Herons (Lot 534) is an exceptional work of its genre. Painted in the 80s, this is a superlative example of his heron paintings where Chen draws emphasis on the elongated bodily form of the herons. This variation utilises the classical Chinese brush and ink on paper, but with a western, abstract twist; as the interlocking brushstrokes fill the spatial plane of the work with sudden directional changes, drawing the eye upwards and downwards. Although appearing in semi-abstract form, the gracefulness and charm of the herons is emphasized via the long slender forms and overall composition of the work.

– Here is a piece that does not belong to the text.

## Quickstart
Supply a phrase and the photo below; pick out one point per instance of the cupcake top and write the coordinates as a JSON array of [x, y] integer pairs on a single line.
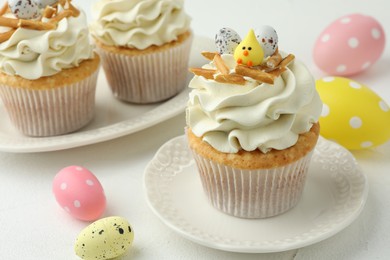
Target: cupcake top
[[240, 101], [46, 39], [139, 23]]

Gourds with Sparrow (Lot 535) is an exceptional work of its genre as well. Executed in the 70s,this is a painting that demonstrates the height of Chen's ink technique, as well as nostalgia for the Chinese aesthetic. The sparrow which is one of the most common subjects in his paintings sits peacefully on the vines of the bottlegourd, showcasing Chen's unrestrained and bold strokes, creating a simplicity and sense of peace and harmony. In Mandarin, the bottle gourd is called hulu, and hulu has other auspicious associations as well. Its pronunciation is very similar to fulu, which means 'happiness' (or good fortune). Additionally, the shape of the gourd is associated to Heaven and Earth, with the top part of gourd being Heaven and the bottom Earth and represents unity, completeness and harmony.

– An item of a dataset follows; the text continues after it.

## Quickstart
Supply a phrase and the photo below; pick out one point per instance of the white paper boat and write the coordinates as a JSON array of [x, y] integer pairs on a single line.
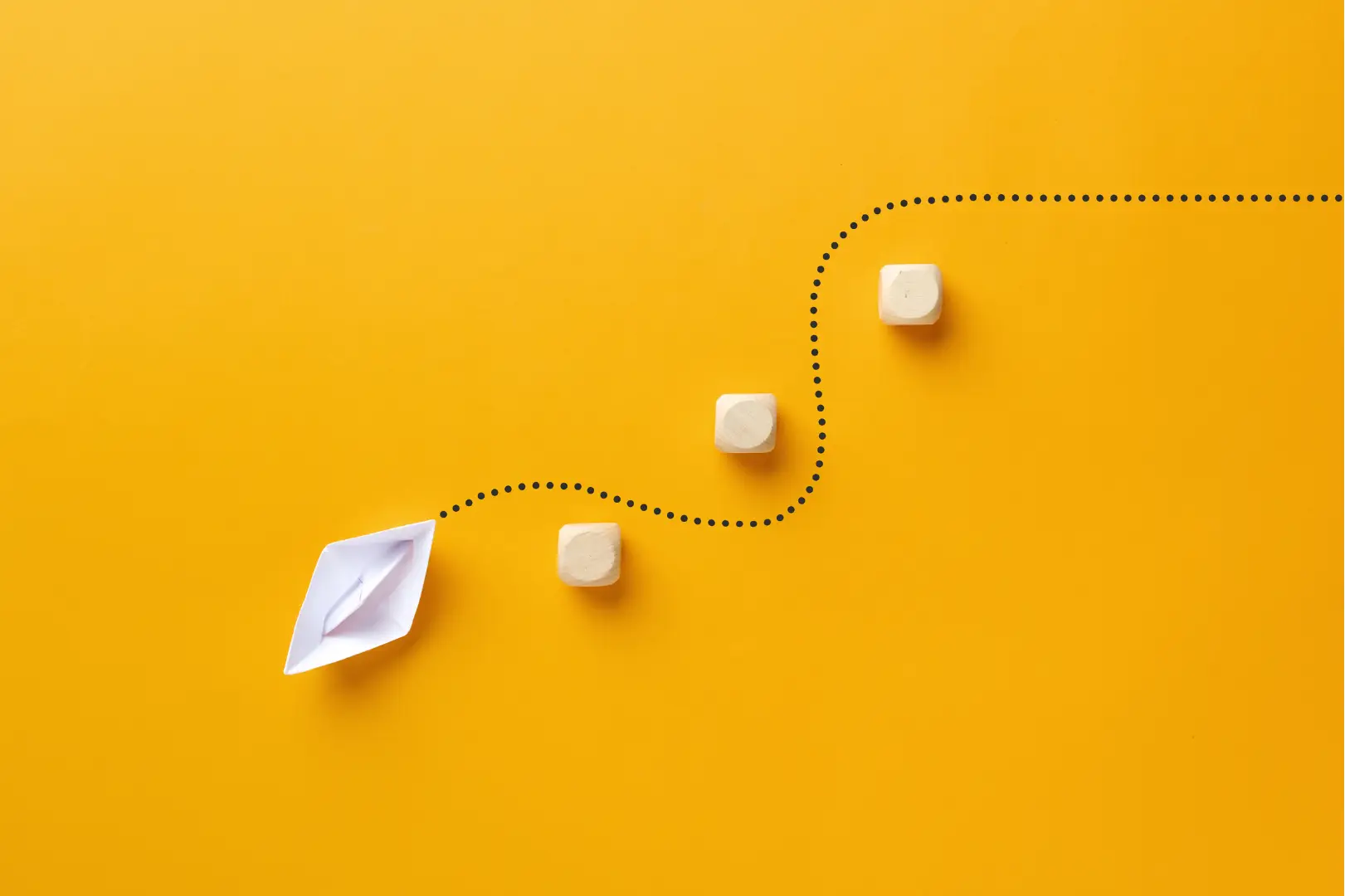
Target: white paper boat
[[363, 593]]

Chen's prolific animal paintings have come to be iconic to the region - referencing the unique quality of tropical life through the traditional medium of ink on paper. Gibbons at Pla (Lot 536) showcases the lively, iconic gibbons (another common subject of Chen) are represented frolicking playfully amongst cherry blossoms upon a gentle cliff, in a scene that conveys an overall feeling of joy, as well as an appreciation for the beauty and delicacy of nature. There is a sense of the vigour and movement captured in the expressive ink strokes. Chen Wen Hsi's inspiration to paint gibbons arose from an encounter with a reproduction of a gibbon painting that is a detail from the Chinese art masterpiece, White Robed Guanyin, Crane and Gibbon by the Southern Song painter Mu Xi. Chen Wen Hsi appreciated the lifelike quality of Mu Xi's gibbons and began a lifelong pursuit of excellence in Chinese ink through the perfection of his depiction of gibbons.

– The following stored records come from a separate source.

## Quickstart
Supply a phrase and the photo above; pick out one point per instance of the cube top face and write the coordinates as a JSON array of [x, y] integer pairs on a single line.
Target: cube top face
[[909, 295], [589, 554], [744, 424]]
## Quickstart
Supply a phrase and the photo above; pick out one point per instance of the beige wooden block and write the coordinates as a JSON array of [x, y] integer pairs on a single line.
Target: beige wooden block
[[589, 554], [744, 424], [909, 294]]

Some further examples of paintings of the most definitive animal subjects favoured by the artist in his ink works are displayed in A Pair of Squirrels; A Pair of Gibbons, A Pair of Herons; Four Sparrows (Lot 537) which showcases the variety and depth of the animal subjects commonly painted. They are all familiar subjects to the artist from his living environment then which was an important factor and influence in his work.His quick, gestural application of ink and colour stemmed from a surety and innate understanding of the movement and essence of these animals. The anatomical accuracy and liveliness of the animals illustrates further as well Chen's lifelong observation and love for his animal subjects.
These are also replicated in Ducks (Lot 538) and Shrimp (Lot 539). The latter two, are rarer in comparison and the rustic charm of the broader brushstrokes is synonymous with earlier works from the 60s and 70s. The strokes capture the same soul of Chinese calligraphy cursive script and the calligraphy accompanying one of the ducks paintings as well was another trademark of Chen treating the entire painting as a pictorial plane and space to fill in and give a free rein to artistic expression. These works were acquired by the present owner who was once a student of the esteemed master painter himself.